TBMM’de basın toplantısı düzenleyen CHP Grup Başkanvekili Özel'in açıklamaları şöyle:
Haberlere göre, elektrikte alt sınır 150 kilovattan 210’a çıkmıştı. Şimdi ise 230’a çıkarılacak. CHP varsa, herkes için var diye boşuna söylemiyoruz. Üç aydır dilimizde tüy bitti. Bir ailenin ortalama tüketimi 230 kilovatın üzerindeyse, en düşük başlaması gereken limitin 230 kilovat olması gerektiğini ifade etmiştik. Önce 150’de ısrar ettiler, sonra 210’a çıkardılar, aylardır söylediğimiz 230 kilovata çıkarılması ile ilgili bugünden itibaren çalışma yapılacağı gazete haberlerine yansımış durumda. Burada yapılacak düzenlemenin de yaraya merhem olmayacağını da bilelim. Şöyle bir iletişim stratejisi yapıyorlar. Sanki 210 kilovat 230’a çıktığı zaman yapılan zamlar geri alınacakmış gibi… Aralık ayındaki fatura 210 liraydı, ocak ayında 370 lira geldi. Yapılan düzenlemeden sonra bu fatura yine 330 gelecek. 210 liralık faturanın 330’a çıkacak olmasını, zammın vatandaşın sırtında önemli bir kısmının kalacak olmasını gizleyemezler. Bu kadar yüksek bir artış vatandaşın taşıyabileceği bir artış değildir. Bu tarifelerin tekrar 2021 yılı tarifelerine döndürülmesi gerekmektedir. Bir sosyal tarife önerdik. Yapılan zam, 230 kilovat için yapılan zam geri alınmalıdır. Kış aylarında, KDV ve yapılan diğer kesintiler sıfırlanmalıdır. Aksi taktirde vatandaşımızın belini büken bu faturalar, gelmeye devam edecektir. Kimse sokağa böyle bir yakıcı sorun olmazsa dökülmez. Bazı kulaklar tarafından bir an önce duyulmalıdır.
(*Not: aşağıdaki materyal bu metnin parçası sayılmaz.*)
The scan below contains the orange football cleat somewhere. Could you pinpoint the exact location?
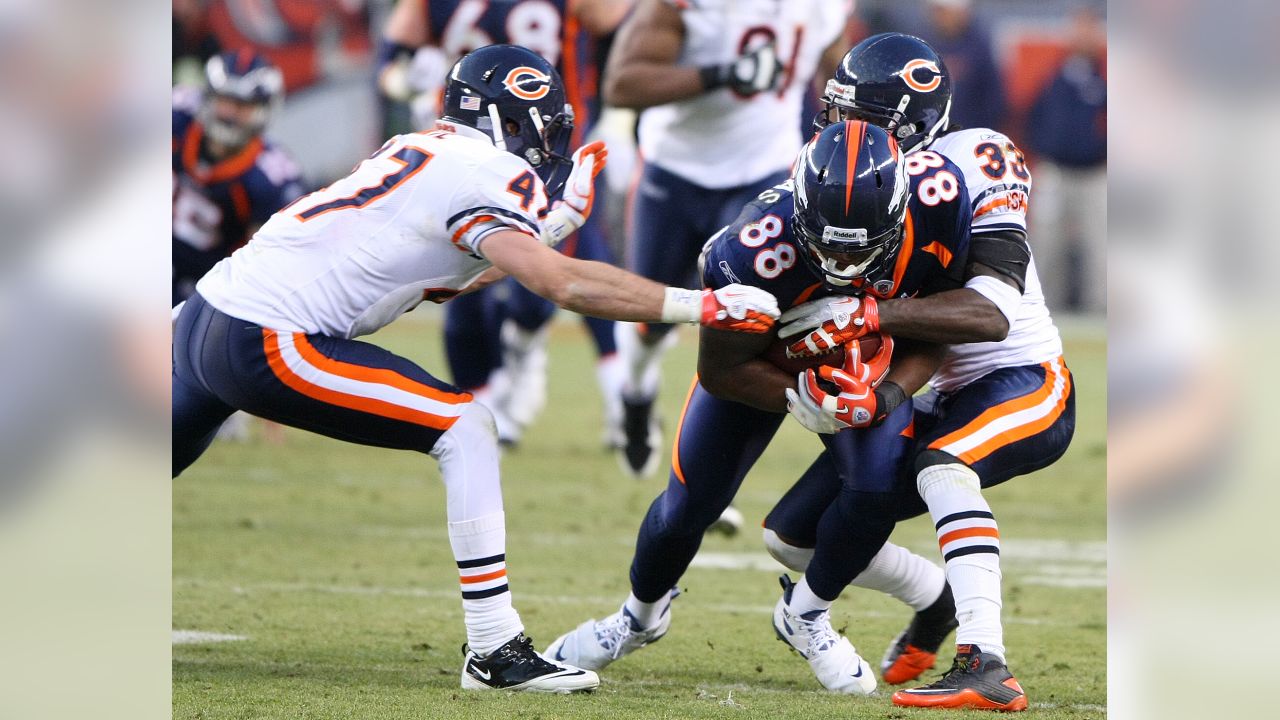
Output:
[893,644,1027,712]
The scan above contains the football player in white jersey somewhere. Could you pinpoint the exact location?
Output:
[173,45,777,692]
[604,0,852,477]
[765,33,1074,710]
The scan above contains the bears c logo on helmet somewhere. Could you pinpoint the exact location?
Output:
[502,65,552,100]
[896,58,942,92]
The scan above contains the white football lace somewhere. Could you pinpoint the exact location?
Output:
[794,604,840,656]
[595,612,634,660]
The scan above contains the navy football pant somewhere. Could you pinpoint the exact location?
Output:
[764,359,1075,597]
[631,378,786,602]
[173,293,471,477]
[627,163,791,342]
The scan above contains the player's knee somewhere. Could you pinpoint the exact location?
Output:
[430,402,498,459]
[764,528,813,573]
[915,450,982,498]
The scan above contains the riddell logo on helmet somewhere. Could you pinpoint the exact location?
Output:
[502,65,552,100]
[897,58,942,92]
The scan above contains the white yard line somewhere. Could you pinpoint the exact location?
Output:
[173,630,248,644]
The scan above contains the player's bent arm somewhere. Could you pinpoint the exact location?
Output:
[476,231,781,334]
[878,275,1020,345]
[568,0,634,37]
[698,328,796,414]
[881,340,947,397]
[879,231,1030,345]
[604,0,704,110]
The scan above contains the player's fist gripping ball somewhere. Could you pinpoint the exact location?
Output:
[763,333,884,375]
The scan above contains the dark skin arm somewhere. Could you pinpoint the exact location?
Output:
[604,0,704,110]
[698,322,946,414]
[698,327,796,414]
[878,263,1018,345]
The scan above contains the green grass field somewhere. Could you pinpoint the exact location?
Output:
[173,313,1106,720]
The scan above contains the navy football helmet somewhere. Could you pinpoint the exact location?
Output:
[814,32,951,152]
[792,120,910,293]
[198,50,284,149]
[442,45,573,197]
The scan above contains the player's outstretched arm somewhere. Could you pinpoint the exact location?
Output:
[480,231,780,333]
[698,328,796,414]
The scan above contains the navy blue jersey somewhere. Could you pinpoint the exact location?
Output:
[700,152,973,310]
[428,0,598,129]
[173,87,303,302]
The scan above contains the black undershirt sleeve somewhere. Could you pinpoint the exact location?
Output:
[968,229,1032,292]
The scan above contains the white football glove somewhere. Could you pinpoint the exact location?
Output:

(TBMM Başkanvekili, AKP milletvekili) Sadi Bilgiç, Isparta’daki kendi kusurlarını örtmek için İstanbul ile ilgili gerçek dışı ifadeler söylüyor... Eğer İstanbul’a azıcık yağdıysa, havalimanının kargo bölümünün çatısı neden çöktü. Sayın Sadi Bilgiç çabaladıkça batmaktadır. Isparta’daki rezillik için amasız fakatsız özür dilenmesi gerekmektedir. Yaşanan tüm facialar ve facialar sırasında yaşanan tüm aksiliklerin tüm yetkililer tarafından not edilmesi ve eksiklik varsa ders çıkarılması beklenirken; her şeyin başka taraflara çekilmeye çalışılmasını doğru bulmadığımızı ifade etmek isteriz. Projektörler, elektriğe ve özelleştirmeye döndü. Tüm özelleştirme sürecinde Elektrik Mühendisleri Odası’nın endişe, uyarı ve riskleri dikkatle takip etmiş, dile getirmiş ve eleştirmiş bir parti olarak karşınızda duruyoruz. AKP, Elektrik Mühendisleri Odası’nı da TMMOB’u da siyaset yapmakla, kendilerini eleştirmek için bunları söylemekle suçlamışlar. Elektrik piyasalarının daha iyi yönetileceğini, söylemişlerdi. Kim haklı çıktı? Elbette aldıkları bilimsel eğitimi hem üyeleri hem kamunun menfaati için özgürce söyleyen odalar ve onların birlikleri haklı çıktı. Biz de haklı çıktık. AK Parti haksız çıktı. Bugün fahiş elektrik faturalarını sebebi de kesintilerin sebebi de beceriksizce yönetim, düşünmeden, peşkeş çekilmeye mantığı ile yapılmış ve denetim alanı boşaltılmış özelleştirmeler ve özel şirketlerdir.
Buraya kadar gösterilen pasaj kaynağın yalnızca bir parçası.